Tuesday, November 06, 2007

CD REVIEW: Tchaikovsky Sumphony No. 6 "Pathetique"

Cincinnati Symphony Orchestra - Tchaikovsky's Pathétique (Telarc)
UK release date: 23 October 2007

This is an admirable recording of two of Tchaikovsky's undisputed orchestral masterpieces from the Cincinnati Symphony Orchestra. As the Finale of the Sixth Symphony drifted solemnly away, I was an emotional wreck.
Paavo Järvi draws from his orchestra dark, brooding textures at the opening of Tchaikovsky's Pathétique (a name that the composer would have removed, and one that has stuck to the work like a limpet). The doleful bassoon melody is given time, yet it seems jumpy and tense, every pause pregnant with anticipation.

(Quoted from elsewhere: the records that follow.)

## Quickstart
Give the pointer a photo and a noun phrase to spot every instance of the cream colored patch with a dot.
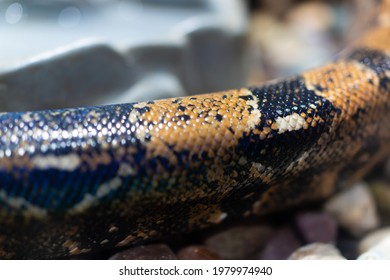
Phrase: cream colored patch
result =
(102, 191)
(134, 116)
(125, 170)
(67, 162)
(255, 117)
(126, 241)
(218, 217)
(290, 123)
(23, 205)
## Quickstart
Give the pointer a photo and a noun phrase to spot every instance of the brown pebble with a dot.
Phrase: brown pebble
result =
(148, 252)
(197, 253)
(239, 242)
(316, 227)
(281, 245)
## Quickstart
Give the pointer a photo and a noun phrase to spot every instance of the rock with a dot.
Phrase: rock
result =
(197, 253)
(312, 17)
(239, 242)
(347, 244)
(316, 227)
(317, 251)
(281, 245)
(373, 239)
(381, 251)
(354, 209)
(381, 193)
(147, 252)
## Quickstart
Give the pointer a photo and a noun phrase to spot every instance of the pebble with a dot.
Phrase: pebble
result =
(373, 239)
(281, 245)
(316, 227)
(197, 253)
(380, 251)
(317, 251)
(239, 242)
(147, 252)
(354, 209)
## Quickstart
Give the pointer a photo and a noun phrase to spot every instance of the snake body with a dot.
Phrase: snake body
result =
(79, 180)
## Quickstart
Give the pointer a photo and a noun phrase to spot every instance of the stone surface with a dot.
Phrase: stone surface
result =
(317, 251)
(381, 193)
(373, 239)
(316, 227)
(281, 245)
(239, 242)
(197, 253)
(354, 209)
(147, 252)
(380, 251)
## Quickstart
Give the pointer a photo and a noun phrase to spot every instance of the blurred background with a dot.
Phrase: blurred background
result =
(65, 53)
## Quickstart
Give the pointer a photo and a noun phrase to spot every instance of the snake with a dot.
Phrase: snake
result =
(79, 180)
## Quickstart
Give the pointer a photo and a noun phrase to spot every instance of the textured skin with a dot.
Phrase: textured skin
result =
(79, 180)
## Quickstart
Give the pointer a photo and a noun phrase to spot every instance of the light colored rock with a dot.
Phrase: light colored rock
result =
(317, 251)
(354, 209)
(373, 239)
(381, 193)
(381, 251)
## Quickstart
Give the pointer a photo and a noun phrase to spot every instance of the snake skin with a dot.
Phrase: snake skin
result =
(80, 180)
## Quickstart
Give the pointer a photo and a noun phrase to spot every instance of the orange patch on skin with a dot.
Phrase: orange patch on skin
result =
(348, 85)
(195, 127)
(377, 39)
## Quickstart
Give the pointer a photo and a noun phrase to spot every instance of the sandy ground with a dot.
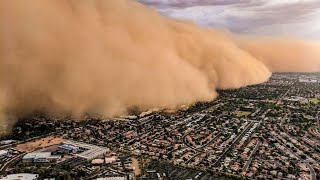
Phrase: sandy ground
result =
(135, 164)
(39, 144)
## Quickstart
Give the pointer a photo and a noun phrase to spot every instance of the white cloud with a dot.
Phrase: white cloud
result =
(266, 17)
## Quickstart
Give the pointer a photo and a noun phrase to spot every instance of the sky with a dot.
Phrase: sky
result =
(300, 18)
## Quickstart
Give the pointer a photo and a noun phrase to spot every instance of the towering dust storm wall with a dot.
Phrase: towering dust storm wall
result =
(105, 56)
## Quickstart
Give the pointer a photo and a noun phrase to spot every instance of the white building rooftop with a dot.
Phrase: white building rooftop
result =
(22, 176)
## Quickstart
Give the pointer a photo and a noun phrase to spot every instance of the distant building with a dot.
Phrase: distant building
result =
(68, 149)
(110, 160)
(3, 153)
(113, 178)
(22, 176)
(40, 157)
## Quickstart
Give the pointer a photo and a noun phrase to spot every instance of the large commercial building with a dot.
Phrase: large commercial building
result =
(87, 151)
(68, 149)
(40, 157)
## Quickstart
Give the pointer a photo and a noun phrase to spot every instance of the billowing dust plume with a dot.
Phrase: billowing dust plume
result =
(105, 56)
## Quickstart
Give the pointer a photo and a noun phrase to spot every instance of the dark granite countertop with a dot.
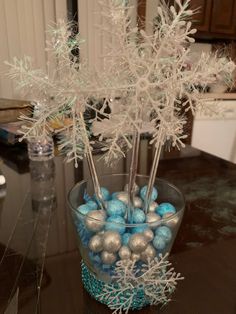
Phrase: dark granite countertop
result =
(204, 250)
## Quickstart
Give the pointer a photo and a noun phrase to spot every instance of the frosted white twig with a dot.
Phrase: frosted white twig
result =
(150, 75)
(156, 278)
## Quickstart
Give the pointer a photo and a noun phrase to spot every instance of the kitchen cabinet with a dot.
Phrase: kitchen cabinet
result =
(215, 18)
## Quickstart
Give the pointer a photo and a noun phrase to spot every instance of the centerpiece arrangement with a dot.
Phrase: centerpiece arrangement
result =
(126, 223)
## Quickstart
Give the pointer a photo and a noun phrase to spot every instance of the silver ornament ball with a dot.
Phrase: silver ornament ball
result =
(123, 196)
(171, 222)
(136, 188)
(108, 258)
(135, 257)
(152, 207)
(138, 203)
(124, 252)
(138, 243)
(149, 235)
(148, 254)
(95, 243)
(153, 219)
(95, 219)
(111, 241)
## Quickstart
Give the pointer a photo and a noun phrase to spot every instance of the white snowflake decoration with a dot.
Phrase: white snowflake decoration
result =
(156, 279)
(150, 75)
(153, 77)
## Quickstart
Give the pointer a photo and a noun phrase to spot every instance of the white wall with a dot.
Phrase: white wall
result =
(22, 32)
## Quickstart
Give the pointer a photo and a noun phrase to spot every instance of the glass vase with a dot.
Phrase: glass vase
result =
(98, 265)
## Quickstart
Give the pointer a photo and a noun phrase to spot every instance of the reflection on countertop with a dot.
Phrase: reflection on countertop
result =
(208, 228)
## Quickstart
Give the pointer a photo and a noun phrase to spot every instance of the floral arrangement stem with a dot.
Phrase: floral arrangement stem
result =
(153, 172)
(92, 168)
(132, 174)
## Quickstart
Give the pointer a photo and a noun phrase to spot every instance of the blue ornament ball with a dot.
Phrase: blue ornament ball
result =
(84, 209)
(139, 229)
(92, 204)
(116, 208)
(143, 192)
(125, 238)
(138, 216)
(164, 232)
(165, 208)
(105, 194)
(159, 242)
(113, 195)
(115, 223)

The statement of the 'proper' first theme arrives unexpectedly and intrusively, with pinpoint, perky and adolescent dialogues between woodwind and strings.
The famed second theme, that great rising fall of a melody, is sumptuously rendered, with lush, luxurious string tone and a pleasing bloom to the bass sound (but then the whole disc is recorded in gorgeous clarity); it is hard not to be dragged into the development section's fizzing violence or into the tragic fulfilment of the concluding descending scalic pizzicati.

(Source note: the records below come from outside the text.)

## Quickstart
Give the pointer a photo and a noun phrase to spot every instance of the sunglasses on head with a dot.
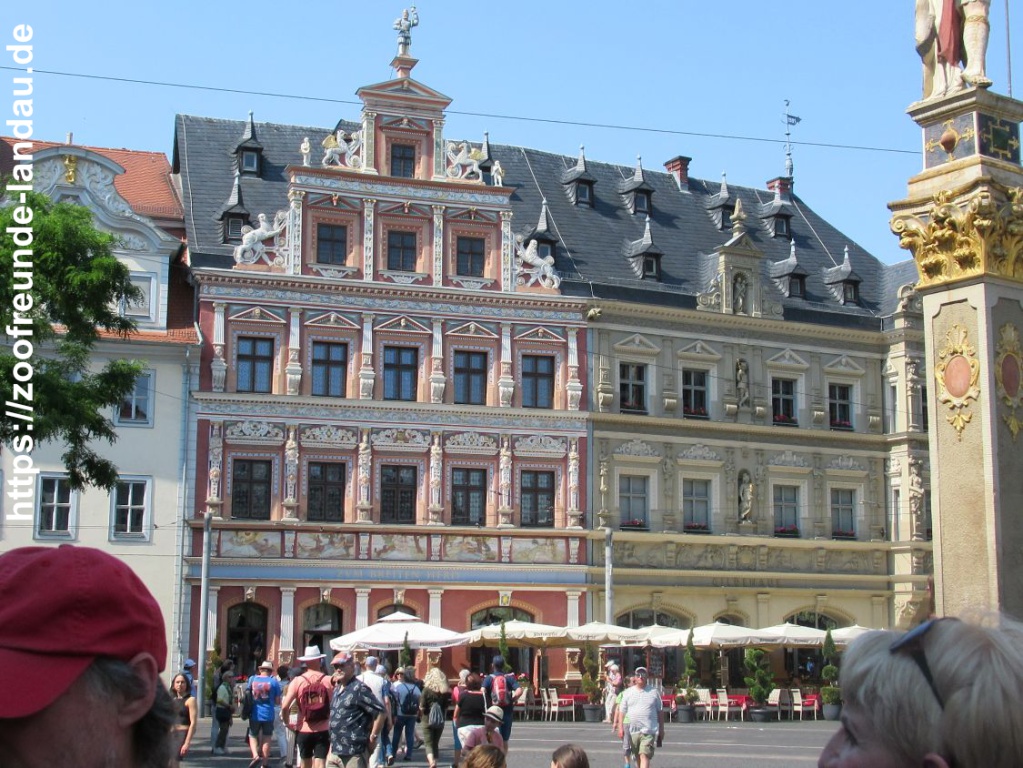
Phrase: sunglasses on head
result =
(913, 643)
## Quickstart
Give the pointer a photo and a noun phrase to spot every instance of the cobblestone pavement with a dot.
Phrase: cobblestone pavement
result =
(704, 744)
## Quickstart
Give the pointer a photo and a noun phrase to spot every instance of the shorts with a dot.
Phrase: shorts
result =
(642, 743)
(256, 727)
(315, 744)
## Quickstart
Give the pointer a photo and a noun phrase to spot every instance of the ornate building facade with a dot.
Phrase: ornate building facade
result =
(435, 372)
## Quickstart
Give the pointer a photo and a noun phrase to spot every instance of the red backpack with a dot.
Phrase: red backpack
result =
(314, 701)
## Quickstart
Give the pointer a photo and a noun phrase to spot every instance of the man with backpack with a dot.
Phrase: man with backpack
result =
(407, 694)
(311, 690)
(502, 690)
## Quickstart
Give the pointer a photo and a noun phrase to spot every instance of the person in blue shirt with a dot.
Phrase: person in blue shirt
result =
(266, 694)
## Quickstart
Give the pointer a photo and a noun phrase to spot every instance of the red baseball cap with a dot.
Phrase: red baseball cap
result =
(60, 607)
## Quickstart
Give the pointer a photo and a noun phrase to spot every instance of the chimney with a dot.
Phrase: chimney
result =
(679, 168)
(782, 187)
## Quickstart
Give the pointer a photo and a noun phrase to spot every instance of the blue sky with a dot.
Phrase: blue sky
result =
(691, 73)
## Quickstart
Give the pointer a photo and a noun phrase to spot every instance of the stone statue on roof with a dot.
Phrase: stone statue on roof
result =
(948, 33)
(404, 25)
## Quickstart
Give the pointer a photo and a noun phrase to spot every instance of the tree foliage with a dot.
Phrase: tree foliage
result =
(69, 289)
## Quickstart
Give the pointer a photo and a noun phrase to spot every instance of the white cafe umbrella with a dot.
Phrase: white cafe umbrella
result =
(845, 635)
(390, 633)
(791, 635)
(517, 634)
(598, 633)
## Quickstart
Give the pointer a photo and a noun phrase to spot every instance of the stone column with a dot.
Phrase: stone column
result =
(962, 221)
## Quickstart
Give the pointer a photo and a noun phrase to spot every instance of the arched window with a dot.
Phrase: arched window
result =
(520, 660)
(320, 624)
(247, 636)
(670, 662)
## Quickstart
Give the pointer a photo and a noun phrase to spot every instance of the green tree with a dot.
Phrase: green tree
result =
(57, 292)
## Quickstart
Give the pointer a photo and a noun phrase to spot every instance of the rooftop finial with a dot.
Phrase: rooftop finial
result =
(404, 24)
(790, 120)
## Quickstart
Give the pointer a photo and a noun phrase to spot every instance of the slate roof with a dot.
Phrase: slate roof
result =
(593, 243)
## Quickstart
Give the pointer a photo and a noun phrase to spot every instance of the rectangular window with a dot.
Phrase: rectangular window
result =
(469, 497)
(632, 388)
(537, 499)
(537, 381)
(331, 243)
(401, 372)
(783, 398)
(130, 504)
(787, 509)
(695, 394)
(55, 506)
(401, 251)
(696, 504)
(471, 258)
(255, 364)
(251, 488)
(843, 512)
(136, 408)
(471, 377)
(632, 500)
(840, 406)
(403, 161)
(325, 502)
(398, 487)
(329, 369)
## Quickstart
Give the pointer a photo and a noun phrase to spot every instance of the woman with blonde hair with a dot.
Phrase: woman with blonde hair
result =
(435, 691)
(944, 694)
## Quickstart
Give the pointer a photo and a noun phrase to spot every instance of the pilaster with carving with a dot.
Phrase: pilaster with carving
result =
(505, 382)
(214, 500)
(293, 370)
(367, 376)
(218, 365)
(368, 238)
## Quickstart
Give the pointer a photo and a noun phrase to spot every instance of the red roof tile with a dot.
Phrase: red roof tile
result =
(145, 184)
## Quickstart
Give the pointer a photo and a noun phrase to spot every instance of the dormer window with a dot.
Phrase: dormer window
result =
(652, 267)
(584, 193)
(234, 224)
(250, 162)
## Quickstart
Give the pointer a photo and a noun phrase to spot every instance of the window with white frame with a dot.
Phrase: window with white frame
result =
(632, 500)
(840, 405)
(57, 507)
(632, 388)
(696, 504)
(783, 398)
(695, 393)
(131, 508)
(844, 512)
(787, 510)
(136, 408)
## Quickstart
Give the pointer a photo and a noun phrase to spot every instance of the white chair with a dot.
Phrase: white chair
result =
(705, 704)
(724, 709)
(799, 706)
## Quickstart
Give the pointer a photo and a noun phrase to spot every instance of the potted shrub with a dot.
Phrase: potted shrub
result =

Likewise, it is difficult not to feel implicated in the Allegro con grazia's daintily swinging syncopations and delicacy of ensemble, or the Allegro molto vivace's bubbling virtuosity, with its chuckling brass, fiery strings and twirling, swirling woodwind. I do sense, at the latter movement's conclusion, a deliberate sense of weariness: a sense that the music's overstated bombast has caused inner-collapse and reduced the final bars to empty rhetoric. It's an effective means by which to prepare us for the anguished Requiem of the Finale, which itself here is sweeping, horrified and tragic, beautifully detailed.
The opening performance of the Romeo and Juliet Fantasy Overture is equally effective and for the same reasons: the sound is luxurious, the playing is technically outstanding and Järvi moulds the score expressively and sincerely. The opening, once again dark and brooding, is brushed ironically with the brightness of the flute and the glistening of the harp glissandi; the orchestra introduce a sense of lugubrious, tired forward motion into their playing; the popular love theme boasts a hymn-like quality; after the 'suicidal' passage, the timpani's triplet figures prolong the drama with harrowing unease. But then this is a CD that grabs you and does not let go. Ever.